Topical tacrolimus appears effective in oral and vaginal erosive lichen planus, but long-term therapy is
required to prevent relapse. If tacrolimus is used, lesions must be observed carefully for development of
squamous cell carcinoma. Since absorption can occur through mucous membranes, serum tacrolimus
levels should be checked at least once if widespread mucosal application (more than 5–10 cm2) is used. If
erosive oral lichen planus are adjacent to a metal-containing amalgam, removal of amalgam may result in
clearing of erosions.

B. Systemic Therapy
Phototherapy: NB-UVB (narrow-band ultraviolet B), bath PUVA (psoralen and ultraviolet A), oral PUVA,
and combination of an oral retinoid plus PUVA (re-PUVA)

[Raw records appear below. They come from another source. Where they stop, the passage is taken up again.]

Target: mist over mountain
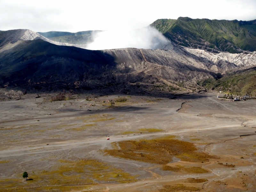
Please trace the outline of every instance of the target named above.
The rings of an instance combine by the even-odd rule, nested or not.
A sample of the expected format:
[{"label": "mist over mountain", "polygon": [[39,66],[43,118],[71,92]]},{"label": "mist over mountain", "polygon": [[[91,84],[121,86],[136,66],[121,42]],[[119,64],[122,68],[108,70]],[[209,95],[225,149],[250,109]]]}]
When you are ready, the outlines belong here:
[{"label": "mist over mountain", "polygon": [[214,52],[256,51],[256,20],[159,19],[150,26],[177,44]]},{"label": "mist over mountain", "polygon": [[[175,23],[181,20],[180,22]],[[206,21],[207,23],[210,22]],[[164,36],[151,27],[137,32],[126,32],[120,35],[118,34],[120,31],[115,33],[92,31],[75,34],[56,31],[40,33],[45,36],[28,29],[0,31],[0,88],[16,87],[32,92],[64,89],[70,91],[122,91],[150,95],[195,91],[206,87],[235,90],[230,86],[234,85],[227,83],[227,78],[222,77],[236,74],[236,78],[239,75],[237,74],[244,76],[251,73],[256,65],[256,52],[244,51],[231,43],[227,43],[228,46],[225,51],[232,47],[232,50],[242,52],[232,54],[221,51],[221,48],[223,49],[226,42],[221,38],[219,47],[214,45],[211,48],[210,44],[202,38],[199,43],[208,46],[199,46],[196,44],[197,42],[188,36],[197,38],[201,31],[198,29],[196,33],[183,30],[181,33],[176,30],[180,23],[188,25],[187,23],[190,22],[196,21],[180,18],[177,20],[157,20],[154,23],[155,27]],[[167,25],[169,23],[171,25]],[[247,24],[244,25],[250,25],[250,27],[254,28],[253,22],[248,23],[250,24],[245,22]],[[221,31],[228,28],[227,25],[226,28],[220,27],[222,29]],[[198,29],[204,28],[199,25],[196,26]],[[222,26],[214,25],[215,27]],[[181,28],[179,27],[178,28]],[[237,28],[237,31],[240,30]],[[220,32],[221,30],[218,31]],[[237,36],[238,39],[243,36],[239,35]],[[251,38],[252,42],[254,36],[244,35],[248,39]],[[217,39],[220,36],[214,36]],[[120,43],[116,44],[115,37]],[[79,44],[82,39],[86,43]],[[189,41],[194,43],[190,43]],[[177,44],[182,44],[181,42],[183,44],[182,46]],[[244,47],[253,45],[253,43],[246,44]],[[125,48],[98,51],[84,49],[110,49],[119,46]],[[139,48],[125,48],[127,46]],[[242,71],[242,74],[238,72]],[[250,82],[254,81],[253,78],[250,78]],[[223,83],[221,79],[226,81]],[[245,91],[241,86],[248,85],[243,83],[235,90]],[[246,90],[250,90],[252,94],[255,89],[251,89]]]}]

Hydroxychloroquine, acitretin, cyclosporine, and mycophenolate mofetil, are effective in mucosal and
cutaneous lichen planus. Apremilast, has reported efficacy in case series. Corticosteroids may be required
in severe cases or in circumstances where the most rapid response to treatment is desired. Unfortunately,
relapse almost always occurs as the corticosteroids are tapered, making systemic corticosteroid therapy an
impractical option for chronic lichen planus.

Management
The condition is usually self-limiting, although rarely it may persist for years, particularly oral lichen
planus. Treatment is symptomatic and potent local glucocorticoids (topical, with occlusion or by injection
for hypertrophic disease, or as oral rinse for oral involvement) may help the intense itch; short courses of
systemic glucocorticoids are sometimes required for extensive disease. UVB, PUVA or UVA1 can be
beneficial and, for recalcitrant disease, retinoids or immunosuppressants, such as ciclosporin or
methotrexate, may be needed. A low but significant risk of malignant transformation exists with persistent
oral and genital disease, so active treatment, surveillance and smoking cessation are important.

PROGNOSIS
Benign disease, usually self-limiting. but may persist for months or years (particularly oral lichen planus).
and may be recurrent. Hypertrophic lichen planus and oral lesions tend to be especially persistent, and
neoplastic degeneration has been described in chronically eroded lesions.